Problematising the right
The subject of the interview was ostensibly a response to Cooper and Carlson, but Ferguson eagerly used the occasion to articulate what connects the Second World War to the plight of white people today, which he welcomes. After disputing Cooper’s criticisms of Churchill, Ferguson proceeded to describe “a pretty clear dilemma” that he says has faced the political right in the USA and Europe:
Do you remain true to conservatism as, say, Bill Buckley [and] Churchill defined it… rooted in the rule of law, the idea of a free society … free elections … a free civil society and a free press … or do you go to a dark side [and adopt] ideas of racial hierarchy [or] ideas in which might is more important than right…[?]

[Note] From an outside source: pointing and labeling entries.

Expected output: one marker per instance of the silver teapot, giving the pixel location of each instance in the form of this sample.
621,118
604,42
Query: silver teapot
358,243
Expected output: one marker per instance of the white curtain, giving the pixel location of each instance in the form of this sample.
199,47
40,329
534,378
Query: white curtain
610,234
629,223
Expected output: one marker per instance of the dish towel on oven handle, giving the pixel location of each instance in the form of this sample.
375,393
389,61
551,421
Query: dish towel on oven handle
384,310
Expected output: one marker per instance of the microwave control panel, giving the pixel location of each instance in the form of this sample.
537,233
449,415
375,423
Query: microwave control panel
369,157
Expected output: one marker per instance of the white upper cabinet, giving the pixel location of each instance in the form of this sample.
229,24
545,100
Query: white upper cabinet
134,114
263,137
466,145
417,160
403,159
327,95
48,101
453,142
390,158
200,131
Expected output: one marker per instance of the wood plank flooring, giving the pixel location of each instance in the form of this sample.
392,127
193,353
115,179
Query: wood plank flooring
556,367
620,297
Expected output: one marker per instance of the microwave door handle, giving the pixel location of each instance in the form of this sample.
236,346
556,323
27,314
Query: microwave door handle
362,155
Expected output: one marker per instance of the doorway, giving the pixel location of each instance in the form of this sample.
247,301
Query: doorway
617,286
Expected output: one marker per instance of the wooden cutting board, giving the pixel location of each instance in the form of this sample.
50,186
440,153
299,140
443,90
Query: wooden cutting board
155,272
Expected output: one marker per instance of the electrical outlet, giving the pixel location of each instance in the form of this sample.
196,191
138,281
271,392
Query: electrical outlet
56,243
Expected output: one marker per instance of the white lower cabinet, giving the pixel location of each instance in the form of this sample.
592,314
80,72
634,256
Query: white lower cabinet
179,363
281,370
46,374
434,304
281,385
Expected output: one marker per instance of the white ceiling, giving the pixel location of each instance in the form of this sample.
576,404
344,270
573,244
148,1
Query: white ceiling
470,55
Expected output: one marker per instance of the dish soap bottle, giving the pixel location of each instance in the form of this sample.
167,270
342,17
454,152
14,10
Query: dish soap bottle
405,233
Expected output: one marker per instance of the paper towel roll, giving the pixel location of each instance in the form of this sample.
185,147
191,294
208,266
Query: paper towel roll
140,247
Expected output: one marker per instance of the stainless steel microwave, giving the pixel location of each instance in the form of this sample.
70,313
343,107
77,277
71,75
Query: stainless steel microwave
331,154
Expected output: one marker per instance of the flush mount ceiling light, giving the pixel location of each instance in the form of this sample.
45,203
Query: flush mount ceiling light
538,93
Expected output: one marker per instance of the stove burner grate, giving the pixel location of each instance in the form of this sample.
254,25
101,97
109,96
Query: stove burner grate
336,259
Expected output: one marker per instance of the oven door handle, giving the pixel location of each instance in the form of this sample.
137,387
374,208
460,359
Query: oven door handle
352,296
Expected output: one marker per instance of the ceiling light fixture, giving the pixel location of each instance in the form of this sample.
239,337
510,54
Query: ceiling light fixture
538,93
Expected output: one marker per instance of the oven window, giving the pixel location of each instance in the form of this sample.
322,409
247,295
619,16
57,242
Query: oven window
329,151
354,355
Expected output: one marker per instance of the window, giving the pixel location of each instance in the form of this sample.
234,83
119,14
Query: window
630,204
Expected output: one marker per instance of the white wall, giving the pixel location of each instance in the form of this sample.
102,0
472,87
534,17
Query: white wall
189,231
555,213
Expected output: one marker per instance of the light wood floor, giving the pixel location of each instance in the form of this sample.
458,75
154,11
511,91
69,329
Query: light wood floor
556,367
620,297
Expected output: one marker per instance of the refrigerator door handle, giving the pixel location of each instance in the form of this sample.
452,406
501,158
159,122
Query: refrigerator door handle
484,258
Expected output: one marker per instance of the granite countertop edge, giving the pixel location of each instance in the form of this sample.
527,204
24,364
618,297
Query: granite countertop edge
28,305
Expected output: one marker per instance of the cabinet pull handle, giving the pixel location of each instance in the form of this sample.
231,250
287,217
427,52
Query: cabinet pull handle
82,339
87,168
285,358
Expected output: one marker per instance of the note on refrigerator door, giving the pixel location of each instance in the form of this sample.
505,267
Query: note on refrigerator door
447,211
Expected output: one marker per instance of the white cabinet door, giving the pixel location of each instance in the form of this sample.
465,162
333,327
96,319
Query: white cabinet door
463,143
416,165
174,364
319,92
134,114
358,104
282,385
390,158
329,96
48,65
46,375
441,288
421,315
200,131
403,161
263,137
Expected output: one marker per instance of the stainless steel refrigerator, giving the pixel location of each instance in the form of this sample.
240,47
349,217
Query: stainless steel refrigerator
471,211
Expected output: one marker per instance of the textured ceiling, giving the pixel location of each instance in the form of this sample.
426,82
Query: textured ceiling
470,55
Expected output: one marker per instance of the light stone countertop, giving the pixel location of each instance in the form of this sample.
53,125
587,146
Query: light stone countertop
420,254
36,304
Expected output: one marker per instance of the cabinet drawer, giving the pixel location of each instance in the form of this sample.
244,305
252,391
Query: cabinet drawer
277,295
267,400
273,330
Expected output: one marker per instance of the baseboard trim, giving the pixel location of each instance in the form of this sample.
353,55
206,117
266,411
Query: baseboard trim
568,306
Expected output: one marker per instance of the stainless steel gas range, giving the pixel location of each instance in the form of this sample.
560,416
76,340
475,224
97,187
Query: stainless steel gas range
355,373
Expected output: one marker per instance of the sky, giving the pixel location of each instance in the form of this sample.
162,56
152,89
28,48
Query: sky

I believe in a free society, free elections and a free press, at least insofar as they are consistent with private property. I believe might, in the form of the state, determines legitimacy, but doesn’t make right. As for racial hierarchy, who can watch Olympian athletes and dispute that it exists? As to the ethics, I think it is natural for societies and nation-states to prioritise their own native populations and to do nothing to welcome outsiders; this, if not arrested by universalists, results in varying racial hierarchies worldwide. The Masai are supreme in their domain, the English in theirs, and so on. I see no dilemma here.
Ferguson continues by saying that the right has, since the 19th century, had a “very fundamental problem… who are you getting into bed with?”. He praises Buckley for “solving” this problem by purging and repelling John Birchers and “explicit racists and segregationists” and asserting that “American conservatism cannot be an anti-civil rights movement”. Ferguson omits that Buckley simultaneously ‘got into bed with’ Zionists and recent apostates from revolutionary Marxism. He gives no explanation of the “problem” or what compelled Buckley to do any of what he describes. Why couldn’t American conservatism be an anti-civil rights movement? Likewise with Edward Heath and Enoch Powell, the latter of whose 1968 speech against what became the Race Relations Act was the British “fork in the road”. Ferguson said that Powell’s speech ended his career, eliding that Edward Heath chose to remove Powell from his shadow cabinet post despite the speech being supported by an overwhelming majority of the nation. Heath knew himself to be, in this and in joining the European Community, the leader of a subversive anti-nationalist minority, and of this in particular Ferguson evidently approves. Conservatives, he tells us “believed in free trade, a free society — essentially classical liberalism in the days of Thatcher — and the far right were essentially skinheads and the National Front…” Conservatives believed in classical liberalism? Again, unexplained. The proper function of a leader of the right, for Ferguson, is to be an impostor and a phoney, displacing traditionalists and patriots and supporting and entrenching the achievements of the left, especially in regard to race (hence the endurance of the Civil Rights and Race Relations Acts).
White minoritisation
More than once, Konstantin Kisin raises the issue of native Europeans being on course to become minorities in their homelands. Ferguson cites his marriage to a Somali woman as both a sufficient answer to Kisin’s question and a self-evident justification for immigration in general. Even if a few people form loving mixed-race families, Ferguson does not say why politicians in Britain, France or Germany should also import millions of complete strangers. He does inform us that
in the 19th century, there was a disastrous backlash against large scale immigration, disastrous because it went from observing the social problems that always arise… to a theory of racial difference… [which] crossed the Atlantic and was adopted by the far right all over Europe including by Hitler… If you start to believe this stuff… [that] they’re fundamentally incompatible with our society… the path to genocide is the path you’re choosing. That’s the lesson of history.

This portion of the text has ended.